Ese lugar era sagrado. Dios nos habla cuando volvemos a lugares donde fuimos amados, donde amamos, donde nos atamos a la vida, donde estuvimos cerca de Dios. Es el lugar del amor. María les recordaría sus palabras. Orarían junto a Ella. Confiarían a su lado. Su fe no desfallecía.
El Espíritu Santo hace todo nuevo. Renueva la tierra, renueva nuestras vidas. Pienso que el amor de Dios es creativo. Busca la forma de llegar a nosotros, cada día busca el camino de mi corazón, una y mil veces vuelve a por mí. Siempre viene a mí.
Vino en Jesús, vino en María. Vino a los apóstoles y se postró a sus pies. Vino a los santos a lo largo de siglos y se mostró en sus vidas. Se hizo pobre para poder entrar en sus corazones y cambiarlo todo.
Es así que se queda en la Eucaristía, en su palabra guardada en el alma. Es ese Dios que me promete su Espíritu que lo inundará todo. Es capaz de hacer de la ausencia motivo de espera y de su presencia razón para la fiesta.
En una noche de vida su ausencia se convertirá en presencia y el miedo de todos en fuerza y valentía: «De repente, un ruido del cielo, como de un viento recio, resonó en toda la casa donde se encontraban. Vieron aparecer unas lenguas, como llamaradas, que se repartían, posándose encima de cada uno. Se llenaron todos de Espíritu Santo y empezaron a hablar en lenguas extranjeras, cada uno en la lengua que el Espíritu le sugería».

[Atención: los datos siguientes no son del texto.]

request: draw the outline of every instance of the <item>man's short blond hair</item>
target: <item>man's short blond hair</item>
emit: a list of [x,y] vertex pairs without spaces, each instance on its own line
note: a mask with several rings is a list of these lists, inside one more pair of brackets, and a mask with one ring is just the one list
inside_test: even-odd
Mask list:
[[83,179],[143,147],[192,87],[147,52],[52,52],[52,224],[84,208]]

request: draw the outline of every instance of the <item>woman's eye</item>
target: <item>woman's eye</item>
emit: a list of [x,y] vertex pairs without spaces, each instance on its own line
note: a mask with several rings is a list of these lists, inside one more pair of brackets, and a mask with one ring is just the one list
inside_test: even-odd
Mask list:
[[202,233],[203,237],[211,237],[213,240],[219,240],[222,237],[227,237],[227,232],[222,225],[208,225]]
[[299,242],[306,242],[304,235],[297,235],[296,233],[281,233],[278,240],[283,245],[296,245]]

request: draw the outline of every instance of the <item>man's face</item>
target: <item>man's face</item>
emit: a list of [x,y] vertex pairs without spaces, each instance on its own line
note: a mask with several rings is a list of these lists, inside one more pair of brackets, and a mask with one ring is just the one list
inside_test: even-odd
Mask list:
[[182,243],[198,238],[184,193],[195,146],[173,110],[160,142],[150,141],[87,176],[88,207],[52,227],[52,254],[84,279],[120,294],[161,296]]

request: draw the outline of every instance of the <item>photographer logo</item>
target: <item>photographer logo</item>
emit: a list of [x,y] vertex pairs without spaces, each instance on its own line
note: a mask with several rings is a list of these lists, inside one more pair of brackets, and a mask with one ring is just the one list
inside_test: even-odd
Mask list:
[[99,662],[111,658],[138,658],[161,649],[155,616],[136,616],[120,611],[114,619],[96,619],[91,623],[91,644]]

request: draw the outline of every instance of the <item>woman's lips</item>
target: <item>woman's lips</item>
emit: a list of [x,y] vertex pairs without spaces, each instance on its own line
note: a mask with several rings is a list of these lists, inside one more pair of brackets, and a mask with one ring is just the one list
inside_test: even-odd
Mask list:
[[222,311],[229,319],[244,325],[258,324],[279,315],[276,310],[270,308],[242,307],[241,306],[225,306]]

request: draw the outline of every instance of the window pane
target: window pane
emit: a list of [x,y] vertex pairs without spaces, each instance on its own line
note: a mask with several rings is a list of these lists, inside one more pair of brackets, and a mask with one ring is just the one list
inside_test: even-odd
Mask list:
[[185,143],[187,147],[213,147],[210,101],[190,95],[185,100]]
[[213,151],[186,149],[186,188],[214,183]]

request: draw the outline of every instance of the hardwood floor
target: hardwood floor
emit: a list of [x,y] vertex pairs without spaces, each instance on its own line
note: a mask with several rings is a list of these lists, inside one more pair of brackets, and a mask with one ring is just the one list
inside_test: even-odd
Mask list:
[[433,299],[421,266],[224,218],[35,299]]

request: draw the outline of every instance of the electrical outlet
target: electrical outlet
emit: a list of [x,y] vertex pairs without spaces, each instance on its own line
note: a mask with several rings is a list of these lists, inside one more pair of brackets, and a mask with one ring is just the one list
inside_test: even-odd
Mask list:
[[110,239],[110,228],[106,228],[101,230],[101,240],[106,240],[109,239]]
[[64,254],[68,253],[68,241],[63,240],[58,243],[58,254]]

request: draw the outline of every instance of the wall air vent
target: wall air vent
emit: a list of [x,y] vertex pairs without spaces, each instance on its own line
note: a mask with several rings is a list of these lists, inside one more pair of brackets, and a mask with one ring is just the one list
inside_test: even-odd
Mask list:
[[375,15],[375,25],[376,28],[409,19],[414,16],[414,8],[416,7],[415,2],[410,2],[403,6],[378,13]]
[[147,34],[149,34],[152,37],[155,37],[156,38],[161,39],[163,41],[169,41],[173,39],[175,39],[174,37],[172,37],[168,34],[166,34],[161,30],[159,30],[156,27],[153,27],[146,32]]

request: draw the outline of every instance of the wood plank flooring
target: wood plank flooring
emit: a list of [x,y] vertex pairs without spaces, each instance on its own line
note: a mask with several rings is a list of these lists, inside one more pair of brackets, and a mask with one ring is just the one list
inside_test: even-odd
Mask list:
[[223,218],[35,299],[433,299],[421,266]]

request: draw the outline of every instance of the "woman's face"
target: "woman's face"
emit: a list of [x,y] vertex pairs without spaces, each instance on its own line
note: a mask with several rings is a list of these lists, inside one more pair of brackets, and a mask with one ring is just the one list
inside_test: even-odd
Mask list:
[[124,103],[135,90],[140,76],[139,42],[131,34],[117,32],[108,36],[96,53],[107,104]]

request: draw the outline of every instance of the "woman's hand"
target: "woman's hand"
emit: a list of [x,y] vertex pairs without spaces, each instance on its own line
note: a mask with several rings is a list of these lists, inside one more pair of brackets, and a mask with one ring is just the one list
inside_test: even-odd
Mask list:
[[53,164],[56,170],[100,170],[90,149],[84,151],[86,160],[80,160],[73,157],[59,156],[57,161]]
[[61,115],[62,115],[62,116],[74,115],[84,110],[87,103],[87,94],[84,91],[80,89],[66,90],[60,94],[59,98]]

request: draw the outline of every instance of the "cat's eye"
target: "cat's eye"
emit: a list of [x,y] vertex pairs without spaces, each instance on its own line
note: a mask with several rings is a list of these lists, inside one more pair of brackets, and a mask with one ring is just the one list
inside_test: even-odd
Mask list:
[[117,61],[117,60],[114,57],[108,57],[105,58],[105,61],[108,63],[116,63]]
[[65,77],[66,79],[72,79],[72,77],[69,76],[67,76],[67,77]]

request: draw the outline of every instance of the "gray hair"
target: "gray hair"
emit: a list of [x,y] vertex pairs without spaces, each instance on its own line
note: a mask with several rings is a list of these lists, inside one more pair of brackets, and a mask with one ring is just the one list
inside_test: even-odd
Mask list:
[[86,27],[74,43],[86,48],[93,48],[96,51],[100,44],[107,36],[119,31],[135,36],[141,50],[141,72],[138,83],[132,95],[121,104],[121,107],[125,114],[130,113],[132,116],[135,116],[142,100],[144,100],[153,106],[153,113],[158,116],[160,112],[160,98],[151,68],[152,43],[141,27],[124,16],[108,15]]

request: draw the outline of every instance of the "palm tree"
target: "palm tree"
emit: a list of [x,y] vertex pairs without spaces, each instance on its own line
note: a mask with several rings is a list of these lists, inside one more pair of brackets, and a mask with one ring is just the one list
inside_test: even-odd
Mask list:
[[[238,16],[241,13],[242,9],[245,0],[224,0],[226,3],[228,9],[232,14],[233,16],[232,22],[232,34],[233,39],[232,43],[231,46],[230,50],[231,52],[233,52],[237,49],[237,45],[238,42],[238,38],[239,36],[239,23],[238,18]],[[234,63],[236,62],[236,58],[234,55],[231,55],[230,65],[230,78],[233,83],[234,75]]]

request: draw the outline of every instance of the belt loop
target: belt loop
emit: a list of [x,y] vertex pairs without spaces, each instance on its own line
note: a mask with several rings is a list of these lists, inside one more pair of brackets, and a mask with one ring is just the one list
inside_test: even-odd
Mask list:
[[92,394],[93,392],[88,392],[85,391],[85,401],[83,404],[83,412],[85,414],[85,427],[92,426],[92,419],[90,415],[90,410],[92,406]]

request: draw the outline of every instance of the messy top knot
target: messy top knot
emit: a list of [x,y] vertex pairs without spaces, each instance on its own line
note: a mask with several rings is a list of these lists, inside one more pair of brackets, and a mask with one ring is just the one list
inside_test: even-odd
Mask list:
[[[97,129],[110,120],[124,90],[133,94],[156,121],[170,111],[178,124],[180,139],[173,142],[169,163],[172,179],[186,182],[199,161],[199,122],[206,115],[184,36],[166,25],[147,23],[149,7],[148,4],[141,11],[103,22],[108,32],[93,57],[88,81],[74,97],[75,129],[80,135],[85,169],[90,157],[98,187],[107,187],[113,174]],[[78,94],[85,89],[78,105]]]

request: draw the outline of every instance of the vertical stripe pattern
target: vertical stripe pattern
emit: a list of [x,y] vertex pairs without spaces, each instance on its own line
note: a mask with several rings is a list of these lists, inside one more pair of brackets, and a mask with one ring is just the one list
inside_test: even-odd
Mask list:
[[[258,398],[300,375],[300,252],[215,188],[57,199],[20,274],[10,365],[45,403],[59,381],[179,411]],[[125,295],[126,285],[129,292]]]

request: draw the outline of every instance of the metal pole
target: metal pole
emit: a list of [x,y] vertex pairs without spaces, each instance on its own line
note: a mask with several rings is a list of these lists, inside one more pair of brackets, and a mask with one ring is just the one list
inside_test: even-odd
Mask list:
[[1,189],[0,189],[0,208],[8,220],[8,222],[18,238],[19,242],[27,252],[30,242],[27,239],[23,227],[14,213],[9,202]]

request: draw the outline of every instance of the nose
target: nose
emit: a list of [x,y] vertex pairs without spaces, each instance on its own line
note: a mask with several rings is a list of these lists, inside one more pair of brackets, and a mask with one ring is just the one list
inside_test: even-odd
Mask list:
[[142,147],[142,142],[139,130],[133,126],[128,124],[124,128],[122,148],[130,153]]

Dios llega y lo inunda todo. Sin avisar. Se rompe el silencio de Dios que tanto nos duele a veces en la vida. Lo oyen todos. Porque están orando. Porque están con María.
El ruido de Dios es a veces viento recio, a veces brisa suave. Pero tenemos que hacer silencio en nuestro interior para escucharlo. Ese ruido llenó toda la casa. Llenó los silencios de cada uno.

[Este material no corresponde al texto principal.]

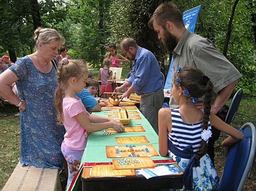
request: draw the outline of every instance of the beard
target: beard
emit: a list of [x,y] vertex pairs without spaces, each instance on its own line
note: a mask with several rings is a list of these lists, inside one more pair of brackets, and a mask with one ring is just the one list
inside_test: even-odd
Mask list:
[[134,55],[134,53],[130,53],[130,55],[131,55],[131,56],[128,57],[128,58],[130,59],[131,61],[133,61],[135,59],[135,57],[136,56],[136,55]]
[[172,53],[178,44],[176,37],[166,29],[164,31],[164,38],[162,39],[162,42],[163,43],[166,51],[169,53]]

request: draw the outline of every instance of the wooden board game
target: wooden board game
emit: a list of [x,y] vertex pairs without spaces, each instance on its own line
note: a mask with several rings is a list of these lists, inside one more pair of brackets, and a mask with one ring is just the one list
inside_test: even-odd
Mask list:
[[104,111],[111,111],[111,110],[136,110],[138,108],[135,106],[130,106],[125,107],[101,107],[101,110]]
[[150,157],[124,158],[112,160],[113,169],[116,170],[148,169],[156,166]]
[[159,156],[152,145],[106,146],[107,158],[150,157]]
[[[125,126],[124,130],[123,133],[128,133],[128,132],[145,132],[145,129],[143,126]],[[120,133],[117,130],[115,130],[112,128],[107,128],[107,130],[109,133]]]
[[116,141],[118,144],[129,144],[134,143],[145,143],[149,142],[149,141],[145,136],[124,136],[122,138],[115,138]]
[[[115,115],[109,115],[107,116],[109,118],[119,120],[119,116]],[[141,120],[141,117],[139,115],[129,115],[129,118],[130,120]]]
[[[139,112],[137,111],[127,111],[128,114],[137,114]],[[118,111],[106,111],[105,115],[118,115]]]
[[93,165],[91,177],[135,176],[134,169],[113,169],[112,165]]

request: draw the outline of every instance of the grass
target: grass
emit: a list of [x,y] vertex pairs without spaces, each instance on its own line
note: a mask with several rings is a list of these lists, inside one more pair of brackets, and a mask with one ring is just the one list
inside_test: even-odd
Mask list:
[[[126,76],[130,69],[129,66],[123,69],[123,76]],[[96,77],[98,70],[92,70]],[[230,103],[231,99],[227,102]],[[11,104],[0,106],[0,189],[1,190],[8,181],[19,162],[19,116],[17,115],[18,108]],[[234,127],[241,127],[246,122],[252,122],[256,126],[256,97],[244,96],[240,106],[232,125]],[[218,174],[220,177],[223,171],[225,157],[222,151],[221,142],[222,136],[216,142],[215,166]],[[255,164],[255,163],[254,163]],[[60,174],[62,187],[65,188],[66,183],[66,176],[64,172]],[[248,178],[243,190],[256,190],[256,166],[254,164],[251,176]]]

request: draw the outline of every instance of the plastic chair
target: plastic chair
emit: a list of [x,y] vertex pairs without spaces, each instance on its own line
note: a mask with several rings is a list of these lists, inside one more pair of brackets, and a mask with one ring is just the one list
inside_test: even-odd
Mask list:
[[[230,124],[235,120],[236,113],[238,110],[239,105],[240,105],[242,97],[243,97],[243,89],[239,89],[232,99],[231,103],[229,106],[229,111],[225,119],[225,122]],[[222,132],[222,136],[223,139],[225,139],[225,136],[223,132]]]
[[240,129],[251,129],[252,138],[244,136],[230,148],[220,181],[220,190],[242,190],[253,162],[256,148],[256,130],[252,123]]
[[129,73],[127,74],[127,75],[126,76],[126,78],[129,78],[129,77],[130,77],[130,74],[132,74],[132,71],[133,71],[132,70],[129,71]]

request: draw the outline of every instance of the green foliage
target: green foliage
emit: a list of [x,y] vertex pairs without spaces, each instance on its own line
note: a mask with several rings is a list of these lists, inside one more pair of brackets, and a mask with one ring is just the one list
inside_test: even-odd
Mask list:
[[[118,47],[123,38],[129,37],[152,51],[162,71],[166,73],[165,50],[147,25],[155,9],[163,1],[1,0],[0,53],[8,55],[11,50],[20,57],[34,52],[32,36],[36,22],[32,16],[36,11],[33,8],[37,8],[40,14],[37,21],[43,27],[55,28],[63,35],[73,58],[86,59],[90,67],[99,68],[108,52],[107,45],[114,43]],[[221,52],[224,51],[235,0],[172,1],[181,11],[201,5],[195,32],[210,39]],[[243,75],[236,88],[242,87],[252,94],[256,91],[256,40],[252,30],[256,25],[252,19],[256,15],[255,7],[254,0],[238,1],[226,53]],[[120,50],[118,52],[121,53]]]

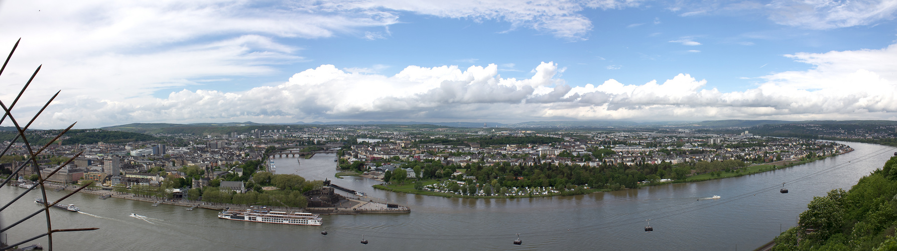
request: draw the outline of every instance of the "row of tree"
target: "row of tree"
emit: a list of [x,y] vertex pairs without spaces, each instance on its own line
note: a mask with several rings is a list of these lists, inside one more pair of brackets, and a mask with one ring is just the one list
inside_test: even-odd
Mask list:
[[816,196],[773,250],[897,250],[897,157],[849,191]]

No con palabras, no es una voz que les dice lo que tienen que hacer. A lo mejor es lo que cada uno esperaba, que Jesús les diese instrucciones precisas. Algunos se asustarían.

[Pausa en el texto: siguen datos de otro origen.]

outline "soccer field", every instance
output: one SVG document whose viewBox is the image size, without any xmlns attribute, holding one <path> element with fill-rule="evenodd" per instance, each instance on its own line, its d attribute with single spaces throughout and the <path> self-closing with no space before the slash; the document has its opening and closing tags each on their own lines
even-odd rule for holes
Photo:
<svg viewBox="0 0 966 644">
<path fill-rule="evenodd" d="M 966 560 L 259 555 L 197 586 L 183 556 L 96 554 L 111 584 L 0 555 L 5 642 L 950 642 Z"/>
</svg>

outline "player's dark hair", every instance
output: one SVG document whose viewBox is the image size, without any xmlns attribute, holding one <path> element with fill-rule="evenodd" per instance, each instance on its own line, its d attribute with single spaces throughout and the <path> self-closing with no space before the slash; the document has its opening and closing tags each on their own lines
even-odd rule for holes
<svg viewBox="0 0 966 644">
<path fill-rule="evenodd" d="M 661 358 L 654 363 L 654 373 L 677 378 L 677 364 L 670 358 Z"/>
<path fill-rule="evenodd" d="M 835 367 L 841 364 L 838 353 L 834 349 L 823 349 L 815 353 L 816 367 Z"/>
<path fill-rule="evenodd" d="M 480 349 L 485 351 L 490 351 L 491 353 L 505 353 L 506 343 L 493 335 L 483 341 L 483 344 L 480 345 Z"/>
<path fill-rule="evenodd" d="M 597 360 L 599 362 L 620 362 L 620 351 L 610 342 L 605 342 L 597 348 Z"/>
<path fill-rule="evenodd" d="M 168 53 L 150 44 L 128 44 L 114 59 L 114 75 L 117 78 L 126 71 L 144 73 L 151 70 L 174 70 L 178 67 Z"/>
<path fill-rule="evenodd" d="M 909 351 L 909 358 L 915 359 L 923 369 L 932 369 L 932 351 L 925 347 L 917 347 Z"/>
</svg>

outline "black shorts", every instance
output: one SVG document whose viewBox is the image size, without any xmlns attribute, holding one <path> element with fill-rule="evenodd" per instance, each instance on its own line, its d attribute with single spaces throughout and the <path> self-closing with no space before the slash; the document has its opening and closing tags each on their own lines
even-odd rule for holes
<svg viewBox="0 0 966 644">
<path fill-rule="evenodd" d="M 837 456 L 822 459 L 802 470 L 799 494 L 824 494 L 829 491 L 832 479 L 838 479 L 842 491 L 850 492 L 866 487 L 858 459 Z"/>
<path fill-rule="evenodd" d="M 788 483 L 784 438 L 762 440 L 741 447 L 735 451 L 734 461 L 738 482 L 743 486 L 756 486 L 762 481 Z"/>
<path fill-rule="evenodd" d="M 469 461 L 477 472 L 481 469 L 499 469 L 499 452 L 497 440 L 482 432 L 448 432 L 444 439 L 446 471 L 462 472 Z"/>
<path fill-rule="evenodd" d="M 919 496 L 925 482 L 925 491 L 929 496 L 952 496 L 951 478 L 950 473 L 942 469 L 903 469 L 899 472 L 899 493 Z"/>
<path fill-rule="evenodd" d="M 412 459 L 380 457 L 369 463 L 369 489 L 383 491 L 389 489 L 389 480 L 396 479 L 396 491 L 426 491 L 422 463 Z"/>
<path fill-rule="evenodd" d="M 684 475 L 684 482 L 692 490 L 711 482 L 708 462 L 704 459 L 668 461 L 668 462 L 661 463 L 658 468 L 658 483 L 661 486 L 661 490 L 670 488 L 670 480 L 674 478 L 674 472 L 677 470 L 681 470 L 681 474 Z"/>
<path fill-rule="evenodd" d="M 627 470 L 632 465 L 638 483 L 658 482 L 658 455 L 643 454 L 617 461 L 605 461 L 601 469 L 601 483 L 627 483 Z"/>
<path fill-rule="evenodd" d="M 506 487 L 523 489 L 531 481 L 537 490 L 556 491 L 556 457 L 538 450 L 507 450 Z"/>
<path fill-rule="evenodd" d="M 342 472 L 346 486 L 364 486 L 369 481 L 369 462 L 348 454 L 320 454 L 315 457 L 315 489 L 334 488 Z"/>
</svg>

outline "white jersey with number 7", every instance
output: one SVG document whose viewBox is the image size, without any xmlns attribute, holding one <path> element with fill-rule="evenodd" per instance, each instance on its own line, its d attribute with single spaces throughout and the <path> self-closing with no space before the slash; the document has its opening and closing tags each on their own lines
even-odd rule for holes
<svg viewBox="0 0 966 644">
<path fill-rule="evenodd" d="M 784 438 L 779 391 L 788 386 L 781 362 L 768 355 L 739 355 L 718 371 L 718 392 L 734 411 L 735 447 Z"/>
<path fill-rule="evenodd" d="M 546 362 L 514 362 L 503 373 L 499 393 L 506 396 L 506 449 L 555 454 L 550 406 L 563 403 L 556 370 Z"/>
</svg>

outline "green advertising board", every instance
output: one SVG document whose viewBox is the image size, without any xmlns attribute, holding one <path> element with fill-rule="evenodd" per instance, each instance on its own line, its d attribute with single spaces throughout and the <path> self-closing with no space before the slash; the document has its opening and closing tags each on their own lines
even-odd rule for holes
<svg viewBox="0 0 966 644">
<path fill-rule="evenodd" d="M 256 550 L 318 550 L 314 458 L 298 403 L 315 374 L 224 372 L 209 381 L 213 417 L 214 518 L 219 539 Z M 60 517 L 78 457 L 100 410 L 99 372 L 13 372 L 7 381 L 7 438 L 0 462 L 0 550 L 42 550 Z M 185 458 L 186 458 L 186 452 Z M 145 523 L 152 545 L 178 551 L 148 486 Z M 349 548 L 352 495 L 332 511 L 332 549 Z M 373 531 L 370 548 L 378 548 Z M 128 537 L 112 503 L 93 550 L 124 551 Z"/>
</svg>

Es un ruido que es presencia, que lo llena todo. Es un viento que los envuelve, que les recuerda que no les ha dejado solos. Aún no saben lo que está pasando. Probablemente necesitarán tiempo para darse cuenta de lo que sucedió ese día.
Es el viento que empuja la barca en el mar, el viento que da frescor cuando tenemos calor y estamos agotados, el viento que azota en la cara cuando caminamos y nos recuerda que estamos vivos, el viento que algunos días nos empuja y no sabemos por qué vamos más rápido.
Es el viento que aviva esa pequeña llama que a veces está algo ahogada en el alma por el dolor, por la ausencia, por la rutina y el vacío. Es el viento que todo lo hace nuevo, nace algo. Es también el fuego que se posa sobre cada uno.
El Espíritu llega al Cenáculo donde están todos. Es una experiencia de familia que les va a unir para siempre. Pero para cada uno tiene un don especial.
Se posa encima, como tantas veces se posaron las manos de Jesús acariciando la cabeza de cada uno, bendiciendo, sanando. Cada uno, en ese momento, sentiría en su corazón ese calor de Jesús.
Está con ellos, ya no se va a morir, no va a decir que asciende y se va al cielo. Esta vez es para siempre. Sus palabras de amor, de ánimo, su presencia que lo llena todo, les va a acompañar a cada uno hasta la muerte. Para cada uno tiene ese día una palabra, un carisma, un don.